6 – Pleasure is G O O D!!
Pleasure is a birthright and everyone deserves it — no matter your gender or sexuality. There are many parts of the body where you can receive pleasure: the penis, clitoris, breasts and nipples, anus and anywhere else you can think of!
Did you know that the only job of the clitoris is to give pleasure? Also, the clitoris has more nerve endings (about 8000) compared to the penis (about 6000)?
Research has shown that orgasms help you lead happier and healthier lives.
7 – Your brain is your largest sexual organ.
Your brain controls your positive and negative thoughts which can affect how much pleasure you give and receive. Once your brain is “on board”, you are ready to give and accept pleasure.
8 – About 70% of women need clitoral stimulation to orgasm.
Therefore, most women do not orgasm through penetration with a penis in their vagina.
9 – Being kinky is not bad.
People who are into kink or BDSM are not weird or “those types of people”. They are just like you: fireman, school teachers, doctors, etc. However, the major difference is that they enjoy experiences that give them pleasure, which is different from what you prefer. Kink or BDSM is a perfectly acceptable way to experience pleasure so long as it’s safe and consensual. It just might not be for you.
10 – If you don’t feel good about yourself, you can’t enjoy pleasure.
Feeling good in your body is important to experiencing pleasure. If you don’t love yourself and your body, it’s really hard for you to open up and let someone else love you (or even see you naked!).
11 – Understand what makes you feel good.
If you don’t know your body (YES – look at yourself in the mirror “down there”!) and understand what feels good to you, you can not communicate that to your partner.
Learn how to masturbate. there is no right way or wrong way. What feels good for you might not feel as good for someone else.
12 – Sex isn’t just penis-vagina penetration.
Sex is whatever makes you feel good. It could be kissing, touching, licking, oral sex, anal sex, fingering or anything else that you can dream of.
13 – Just because you like anal penetration, does not mean you are a homosexual or gay.
What makes you a homosexual is the partner you are with — NOT the act of sexual play and pleasure you enjoy.

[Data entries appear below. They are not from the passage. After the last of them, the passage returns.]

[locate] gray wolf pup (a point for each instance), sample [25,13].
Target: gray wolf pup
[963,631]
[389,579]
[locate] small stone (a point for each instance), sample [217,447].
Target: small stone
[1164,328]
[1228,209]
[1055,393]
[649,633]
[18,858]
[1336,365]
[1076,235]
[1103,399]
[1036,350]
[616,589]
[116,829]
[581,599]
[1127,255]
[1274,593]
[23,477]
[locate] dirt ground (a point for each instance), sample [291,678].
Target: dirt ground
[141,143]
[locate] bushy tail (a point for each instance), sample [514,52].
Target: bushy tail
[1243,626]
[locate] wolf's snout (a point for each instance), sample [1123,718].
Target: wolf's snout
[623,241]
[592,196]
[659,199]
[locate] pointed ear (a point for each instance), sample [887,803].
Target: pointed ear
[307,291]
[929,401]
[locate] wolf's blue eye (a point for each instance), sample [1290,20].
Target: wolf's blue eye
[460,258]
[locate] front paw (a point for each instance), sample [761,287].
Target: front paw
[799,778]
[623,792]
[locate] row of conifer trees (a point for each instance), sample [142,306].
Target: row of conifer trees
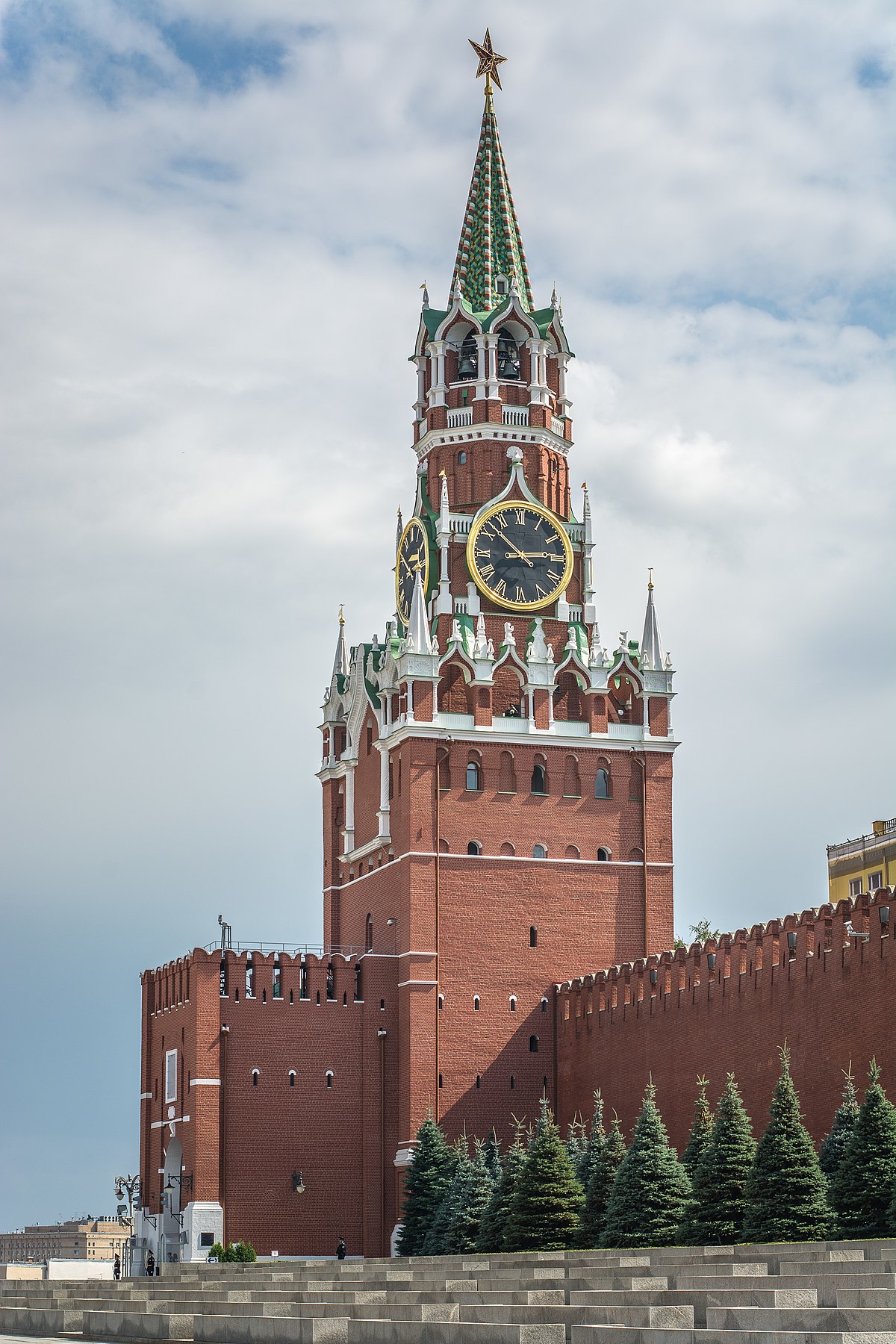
[544,1194]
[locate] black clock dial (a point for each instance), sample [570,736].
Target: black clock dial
[520,556]
[413,556]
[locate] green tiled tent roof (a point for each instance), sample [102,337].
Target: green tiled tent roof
[491,242]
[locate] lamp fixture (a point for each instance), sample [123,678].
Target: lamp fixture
[183,1182]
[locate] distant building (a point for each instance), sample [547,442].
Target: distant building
[862,866]
[89,1238]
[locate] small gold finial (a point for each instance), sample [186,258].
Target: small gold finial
[489,60]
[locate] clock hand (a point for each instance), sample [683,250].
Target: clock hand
[539,556]
[521,554]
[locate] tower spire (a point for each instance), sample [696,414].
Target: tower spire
[652,653]
[418,626]
[340,662]
[491,241]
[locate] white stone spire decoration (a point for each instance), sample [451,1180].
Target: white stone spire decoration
[588,613]
[652,653]
[444,605]
[340,662]
[418,626]
[481,647]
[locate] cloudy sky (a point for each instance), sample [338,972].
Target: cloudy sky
[215,220]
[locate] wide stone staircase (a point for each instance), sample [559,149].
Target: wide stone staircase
[809,1293]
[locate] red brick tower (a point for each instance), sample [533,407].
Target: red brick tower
[497,786]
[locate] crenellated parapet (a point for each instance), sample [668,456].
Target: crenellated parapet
[261,977]
[850,925]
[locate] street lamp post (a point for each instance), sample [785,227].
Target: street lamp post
[128,1186]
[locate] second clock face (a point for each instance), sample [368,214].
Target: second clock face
[520,556]
[413,556]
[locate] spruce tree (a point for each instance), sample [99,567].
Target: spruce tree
[544,1210]
[715,1213]
[594,1142]
[576,1144]
[438,1231]
[494,1216]
[469,1198]
[428,1177]
[862,1189]
[786,1191]
[842,1125]
[494,1155]
[652,1189]
[700,1129]
[601,1177]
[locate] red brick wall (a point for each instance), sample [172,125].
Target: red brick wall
[343,1139]
[829,1006]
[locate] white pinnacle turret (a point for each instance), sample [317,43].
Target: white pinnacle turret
[418,626]
[652,653]
[340,662]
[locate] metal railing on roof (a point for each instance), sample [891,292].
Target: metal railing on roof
[294,949]
[889,828]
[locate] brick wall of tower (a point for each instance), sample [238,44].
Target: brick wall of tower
[243,1140]
[825,998]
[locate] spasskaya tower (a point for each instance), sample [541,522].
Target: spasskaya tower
[497,820]
[497,783]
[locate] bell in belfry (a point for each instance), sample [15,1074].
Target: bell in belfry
[467,363]
[508,356]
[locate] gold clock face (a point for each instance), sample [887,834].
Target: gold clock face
[520,556]
[413,556]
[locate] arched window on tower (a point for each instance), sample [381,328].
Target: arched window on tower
[508,356]
[467,359]
[539,776]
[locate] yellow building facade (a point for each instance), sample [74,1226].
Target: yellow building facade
[87,1239]
[862,866]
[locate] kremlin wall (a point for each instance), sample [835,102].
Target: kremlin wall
[818,980]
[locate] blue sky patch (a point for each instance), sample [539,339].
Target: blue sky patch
[871,73]
[220,60]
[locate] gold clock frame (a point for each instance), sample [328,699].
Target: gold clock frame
[503,507]
[411,526]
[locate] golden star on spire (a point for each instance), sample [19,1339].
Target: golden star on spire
[489,60]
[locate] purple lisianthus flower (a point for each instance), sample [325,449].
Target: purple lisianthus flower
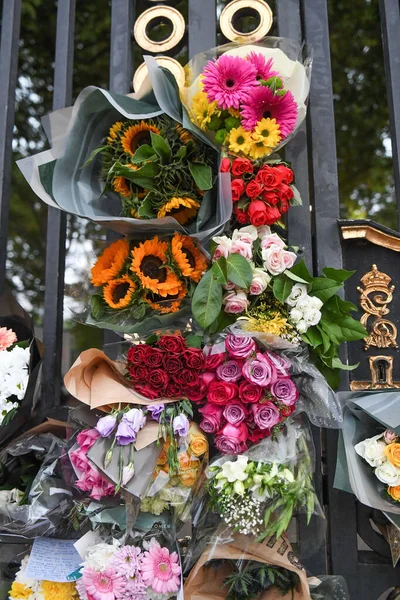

14 – If you have a penis, massaging your prostate can produce the best and strongest orgasms.
Prostate play not only gives you the BEST orgasms but it also makes you healthier. Massaging the prostate helps to reduce the size of the prostate by releasing the toxins inside the prostate. You might not ejaculate from a prostate massage, but you will still orgasm. Many use prostate massagers for prostate play.
Is there anything else you wish you had learned in sex ed class?